Pesquisa revela padrão de comunicação inédito em grupo que ataca embarcações desde 2020
Pesquisadores identificam dialeto exclusivo entre orcas que atacam embarcações na costa do Estreito de Gibraltar desde 2020.
Um estudo recente trouxe à tona uma revelação surpreendente sobre um grupo de orcas que tem atacado embarcações na costa da Espanha desde 2020. Pesquisadores que acompanham esses animais no Estreito de Gibraltar e na costa atlântica da Península Ibérica identificaram um padrão de comunicação até então desconhecido, configurando um dialeto exclusivo entre essas orcas.
Ataques frequentes na costa ibérica
Desde 2020, um conjunto de orcas tem protagonizado ataques recorrentes contra barcos de pequeno e médio porte, especialmente nas águas espanholas e portuguesas. A fêmea líder, denominada Gladis Branca, junto com outras integrantes apelidadas de “gladiadoras”, são as principais responsáveis pelas investidas que já resultaram até no afundamento de veleiros.
Comunicação inédita entre orcas
Durante expedições para estudar o comportamento desses cetáceos, os cientistas conseguiram registrar sons emitidos pelo grupo enquanto navegavam pela costa espanhola. A análise revelou quatro sons distintos que não coincidem com nenhum padrão de comunicação previamente conhecido para a espécie.
Essa nova estrutura sonora, classificada como um dialeto, parece ser exclusiva para o grupo liderado por Gladis Branca, indicando uma forma particular de interação entre as orcas. Essa descoberta contrasta com estudos anteriores, que indicavam que as orcas da região eram relativamente silenciosas.
Implicações científicas e ecológicas
Renaud de Stephanis, presidente do Centro de Conservação, Informação e Pesquisa sobre Cetáceos (Circe), destacou que a existência desse dialeto representa um avanço importante no entendimento da comunicação entre orcas, apontando para uma complexidade social até então subestimada na população local.
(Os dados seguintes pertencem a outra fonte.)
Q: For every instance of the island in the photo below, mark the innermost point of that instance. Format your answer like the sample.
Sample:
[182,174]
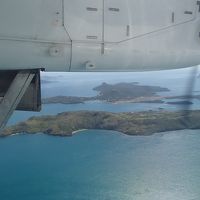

Com cerca de 40 orcas monitoradas na área, pelo menos 15 são suspeitas de estarem diretamente envolvidas nos ataques às embarcações. Os pesquisadores buscam compreender se há uma correlação entre esse padrão de comunicação e o comportamento agressivo apresentado.
Monitoramento e conservação
O estudo em andamento visa não só decifrar o significado do dialeto, mas também avaliar seus impactos para as estratégias de conservação da espécie. O comportamento inédito pode sinalizar mudanças sociais ou ambientais na região, o que reforça a importância de um monitoramento contínuo e aprofundado.
Essa descoberta abre caminho para novas pesquisas sobre a sociabilidade e comunicação dos cetáceos, ampliando a compreensão sobre a complexidade de orcas e seus comportamentos adaptativos frente às pressões ambientais e humanas.